Lisa Richards, nutritionist and author of The Candida Diet says, “The changing of seasons can often lead to a slump in our health mentally, emotionally, spiritually and even physically. It is often when the days become shorter and cooler that we retreat inward in each of these areas and lay aside our health goals.”

how to embrace daylight saving time

It’s no wonder many people report feeling feel groggy, irritable, moody, tired and even sad, but don’t stress. Here are five ways you can look at the bright side of Daylight Saving Time and embrace it so you can make it work to your advantage.

1. Catch some zzz’s

During the long days of summer, the sun doesn’t set until well after 8 pm, which can prompt us to stay out later and longer. But during the fall season, the sun begins to set earlier. Take a cue from Mother Nature and start winding down sooner.

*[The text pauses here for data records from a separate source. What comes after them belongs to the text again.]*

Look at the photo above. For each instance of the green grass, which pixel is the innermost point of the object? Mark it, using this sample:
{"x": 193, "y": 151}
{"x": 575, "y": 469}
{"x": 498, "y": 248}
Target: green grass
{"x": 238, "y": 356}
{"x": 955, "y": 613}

Dr. Lina Velikova, MD, and contributor to DisturbMeNot.co, says, “You can use the turning of the clock as an opportunity to adjust your circadian rhythm. By going to bed at the same hour as in the summer, you will be in bed one hour earlier.”

Dr. Velikova also notes “melatonin is mostly produced between 6pm and 9 pm, which means we are more inclined to get high-quality sleep between 9 pm and midnight.” Instead of cursing the darkness, embrace it and use this opportunity to catch some zzz’s.

[Eat (and avoid) these foods to potentially improve your quality of sleep.]

2. Get grounded

During Daylight Saving Time, our bodies work to adjust our internal clocks to the Earth’s rhythm of the new season, which can actually be more challenging than it sounds! It’s important to feel connected to the Earth during this seasonal transition, so get grounded with lots of nutritious grounding foods and warming spices.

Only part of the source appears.